L’Actualité de Lien Social RSS


► Plonger et rebondir : l’intégrale - Tenir la barre ou passer par-dessus bord ?

Lien Social a consacré son numéro 1320/1321 aux questionnements qui traversent une action sociale en pleine crise. À la marchandisation, la rigueur budgétaire et perte de sens … répondent l’épuisement, prise d’initiative, réactivité, créativité et dynamisme. « Plonger et rebondir » a reçu près d’une cinquantaine de contributions, mais n’a pu en publier qu’une vingtaine. L’occasion de présenter sur notre site certaines des contributions que le lecteur n’a pas retrouvées dans la revue.

LS 1320-21 - Souffrance dans le travail social • Plonger ou rebondir ?

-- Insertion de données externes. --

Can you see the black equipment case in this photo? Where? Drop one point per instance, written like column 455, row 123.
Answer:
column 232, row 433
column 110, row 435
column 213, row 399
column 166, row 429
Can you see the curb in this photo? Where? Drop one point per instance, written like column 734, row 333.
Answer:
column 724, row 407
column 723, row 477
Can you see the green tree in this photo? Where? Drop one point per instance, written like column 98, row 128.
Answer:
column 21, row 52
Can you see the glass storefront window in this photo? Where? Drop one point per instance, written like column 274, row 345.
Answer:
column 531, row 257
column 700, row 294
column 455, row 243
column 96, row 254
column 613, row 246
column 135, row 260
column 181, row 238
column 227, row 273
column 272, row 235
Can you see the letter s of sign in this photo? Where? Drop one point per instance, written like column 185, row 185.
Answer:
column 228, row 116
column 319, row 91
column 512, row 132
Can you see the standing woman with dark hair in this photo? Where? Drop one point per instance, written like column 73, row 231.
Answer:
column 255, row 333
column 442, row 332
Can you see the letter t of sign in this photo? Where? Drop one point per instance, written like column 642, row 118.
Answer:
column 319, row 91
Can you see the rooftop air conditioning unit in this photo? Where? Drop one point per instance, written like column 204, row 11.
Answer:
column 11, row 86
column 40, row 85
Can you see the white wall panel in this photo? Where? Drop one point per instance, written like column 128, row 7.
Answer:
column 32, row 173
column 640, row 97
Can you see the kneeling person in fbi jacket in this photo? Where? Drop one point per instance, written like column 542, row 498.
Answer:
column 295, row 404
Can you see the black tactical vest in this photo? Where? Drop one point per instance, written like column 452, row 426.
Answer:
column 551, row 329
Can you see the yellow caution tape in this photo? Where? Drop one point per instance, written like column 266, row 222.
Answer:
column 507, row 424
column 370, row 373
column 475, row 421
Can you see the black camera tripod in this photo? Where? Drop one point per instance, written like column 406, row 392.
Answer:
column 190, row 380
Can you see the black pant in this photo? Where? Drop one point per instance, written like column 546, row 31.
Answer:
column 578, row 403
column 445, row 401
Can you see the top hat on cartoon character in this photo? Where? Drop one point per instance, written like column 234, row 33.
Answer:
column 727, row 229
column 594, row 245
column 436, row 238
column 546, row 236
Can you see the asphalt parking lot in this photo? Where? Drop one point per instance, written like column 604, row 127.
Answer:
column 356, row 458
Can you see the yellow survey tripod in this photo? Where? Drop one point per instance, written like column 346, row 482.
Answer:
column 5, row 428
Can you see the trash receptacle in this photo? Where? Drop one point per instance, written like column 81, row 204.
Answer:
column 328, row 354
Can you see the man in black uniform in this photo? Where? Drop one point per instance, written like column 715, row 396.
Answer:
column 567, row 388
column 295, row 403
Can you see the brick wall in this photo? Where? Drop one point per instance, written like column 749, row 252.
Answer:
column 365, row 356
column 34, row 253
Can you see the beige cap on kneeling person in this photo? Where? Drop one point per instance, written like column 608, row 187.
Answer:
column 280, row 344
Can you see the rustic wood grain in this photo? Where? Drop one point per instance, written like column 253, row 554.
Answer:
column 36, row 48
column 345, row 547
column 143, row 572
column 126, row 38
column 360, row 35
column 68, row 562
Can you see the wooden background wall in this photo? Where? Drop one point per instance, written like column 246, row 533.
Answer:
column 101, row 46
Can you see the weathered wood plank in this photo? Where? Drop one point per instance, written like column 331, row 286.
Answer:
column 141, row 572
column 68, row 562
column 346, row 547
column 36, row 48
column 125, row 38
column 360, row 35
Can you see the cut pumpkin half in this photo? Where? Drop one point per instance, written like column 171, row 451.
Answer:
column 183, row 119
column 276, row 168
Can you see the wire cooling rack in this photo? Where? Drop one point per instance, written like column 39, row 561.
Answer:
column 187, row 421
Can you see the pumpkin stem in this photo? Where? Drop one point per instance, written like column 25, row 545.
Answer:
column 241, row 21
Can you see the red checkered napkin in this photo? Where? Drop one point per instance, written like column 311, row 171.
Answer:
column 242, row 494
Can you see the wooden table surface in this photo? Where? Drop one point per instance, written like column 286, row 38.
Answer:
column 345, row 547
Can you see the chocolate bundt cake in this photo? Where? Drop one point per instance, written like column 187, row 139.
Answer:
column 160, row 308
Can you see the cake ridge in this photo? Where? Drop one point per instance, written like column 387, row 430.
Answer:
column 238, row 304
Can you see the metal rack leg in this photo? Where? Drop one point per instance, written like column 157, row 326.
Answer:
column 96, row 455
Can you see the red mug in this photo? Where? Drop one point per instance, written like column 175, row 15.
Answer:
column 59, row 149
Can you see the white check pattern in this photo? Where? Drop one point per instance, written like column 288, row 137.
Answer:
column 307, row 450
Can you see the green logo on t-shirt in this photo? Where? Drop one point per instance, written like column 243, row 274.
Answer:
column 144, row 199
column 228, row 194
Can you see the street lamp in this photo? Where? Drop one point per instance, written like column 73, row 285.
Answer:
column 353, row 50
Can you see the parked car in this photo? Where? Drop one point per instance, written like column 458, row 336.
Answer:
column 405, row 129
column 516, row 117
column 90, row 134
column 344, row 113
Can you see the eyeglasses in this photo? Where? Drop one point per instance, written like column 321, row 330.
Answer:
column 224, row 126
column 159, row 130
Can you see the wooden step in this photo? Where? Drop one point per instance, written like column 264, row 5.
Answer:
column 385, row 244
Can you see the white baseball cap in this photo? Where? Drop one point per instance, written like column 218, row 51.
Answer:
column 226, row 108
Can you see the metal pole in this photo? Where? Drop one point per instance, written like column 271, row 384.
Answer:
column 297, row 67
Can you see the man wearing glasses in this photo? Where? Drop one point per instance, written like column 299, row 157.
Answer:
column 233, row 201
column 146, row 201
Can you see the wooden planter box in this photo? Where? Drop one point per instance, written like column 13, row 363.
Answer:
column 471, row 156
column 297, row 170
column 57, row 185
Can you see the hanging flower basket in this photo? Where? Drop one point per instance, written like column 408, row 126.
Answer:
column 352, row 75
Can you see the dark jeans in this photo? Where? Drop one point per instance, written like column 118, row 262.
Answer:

Par Caroline LUCAS, éducatrice spécialisée

Une partie de l’équipage a quitté le navire, y compris le capitaine qui a pris le large pour rejoindre un paquebot, il y a quelques mois.
Le bateau de la Réussite Éducative navigue depuis, comme il peut, à effectif réduit.
La période du premier confinement avait, je trouve, été salvatrice. Une bonne pêche pour le matelot que je suis, pas tant en quantité mais plutôt en qualité. Passer à une vitesse de croisière offrait le temps de réfléchir et de mieux penser mon action. L’absence momentanée de présence physique auprès des personnes accompagnées avait permis d’aiguiser mon sens de l’écoute et d’ajuster mes actions. Face cette situation nouvelle et inattendue, j’ai réveillé ma créativité, réinventer ma pratique pour poursuivre l’action éducative engagée.
En septembre 2020, il a fallu reprendre un rythme plus effréné que celui d’avant, comme s’il fallait récupérer un temps perdu, avec des contraintes plus fortes.
Vite, vite, aller encore plus vite, passer de 20 à 40 nœuds sans se préoccuper de l’état de la mer et de l’équipage !
Pêcher toujours plus, encore plus loin jusqu’à l’épuisement même des ressources marines. Faire avec les moyens du bord !
Ce type de navigation a eu des répercussions. Certains matelots de mon équipage ont eu le mal de mer, certains sont passés par-dessus bord, d’autres ont rejoint la terre ferme, et d’autres encore ont décidé de naviguer sur d’autres bateaux.
Je m’étonne après cette traversée de houle d’être encore sur le pont, d’avoir les yeux toujours fixés vers l’horizon et de garder confiance ! Il y a quelques années cette tempête m’aurait mise à l’eau.
Oui, moi aussi j’ai connu le creux de la vague. J’étais, il n’y a pas si longtemps, un marin à la dérive qui avait perdu le goût de la mer. J’ai pensé que d’embarquer sur un autre navire de meilleure qualité, avec un autre équipage, un autre capitaine, changerait les choses. J’ai pensé également que de devenir commandant de bord serait la solution. Mais force est de constater que le mal de mer revenait rapidement.
Il a fallu que je revienne à une simple barque, que je navigue seule dans des eaux inconnues, que je retrouve des gestes de base du moussaillon pour retrouver le goût de la navigation ! Ah qu’il est bon d’entendre ce clapotis de l’eau qui m’apaise, Ah qu’il est bon de sentir l’iode qui me vivifie,
Ah qu’il est bon de regarder et scruter l’horizon qui m’invite à aller plus loin, Ah qu’il est bon de hisser cette voile pour faire avancer ma barque.
L’envie est revenue de repartir sur une plus grande embarcation avec d’autres matelots. Rechercher et revenir encore et encore à ce qui me fait vibrer, écouter finement ma météo du jour, jeu que proposait mon responsable à chaque début de réunion, pour adapter ma vitesse de navigation quitte à être à contre-courant !
Un bon matelot sait bien qu’un bateau ne navigue pas de la même manière par temps calme ou temps agité !
J’ai une envie d’une pause thé- carré de chocolat dans ma journée de travail, je me l’accorde et je savoure ce qui réchauffe et me réconforte. Je prends le temps de faire la tournée des bureaux pour bavarder de choses et d’autres avec des collègues et ensoleiller le début de ma journée. Dans les moments de turbulences, Je chantonne un petit air de musique qui m’encourage et me redonne le sourire « …Tiens bon la vague et tiens bon le vent. Hissez haut ! … ». Après une navigation éreintante, je sais jeter l’ancre et profiter de l’escale qui m’est offerte comme cette semaine de vacances passée en Bretagne.